Edward Lawrenson is a Scottish filmmaker and writer based in London. His films have played at a number of festivals, including Sundance, BFI London Film Festival, True/False, Open City; and cinemas, including the Museum of the Moving Image in New York and London’s ICA. He has also made radio documentaries for BBC Radio 4. Lawrenson’s 2014 documentary Abandoned Goods (codirected with Pia Borg) won the Golden Leopard for Best International Short at the Locarno Film Festival and he was named as one of Filmmaker Magazine‘s “25 New Faces of Independent Film” in 2015. He is a Senior Lecturer in Filmmaking and Kingston School of Art, Kingston University.

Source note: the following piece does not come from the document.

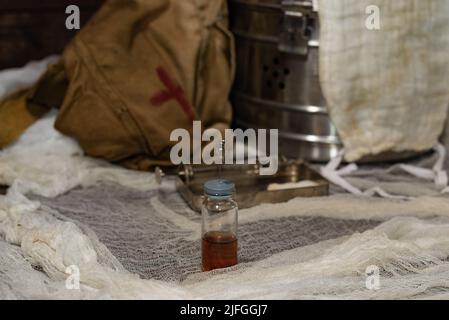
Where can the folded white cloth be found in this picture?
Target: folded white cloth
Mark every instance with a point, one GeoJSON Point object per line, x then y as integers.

www.edwardlawrenson.com | @EdwardLawrenson

Digital collage and a forensic approach to space expose Sumayya Vally’s particular obsession with deconstructing and reconstructing image and space. Whether unpacking the city through a microscope, or satellite imagery, Sumayya has a particular interest in exposing the parts of its constituency, which are largely invisible. Her interests have admitted her into a host of prominent conceptual and investigatory projects, including a position as assistant curator and film producer for La Biennale di Venezia 2014 (South African Pavilion). In 2015, she co-founded the experimental architecture and research firm, Counterspace. She currently teaches design at the University of Johannesburg as co-leader of Unit 12, An African Almanac, at the Graduate School of Architecture, Johannesburg.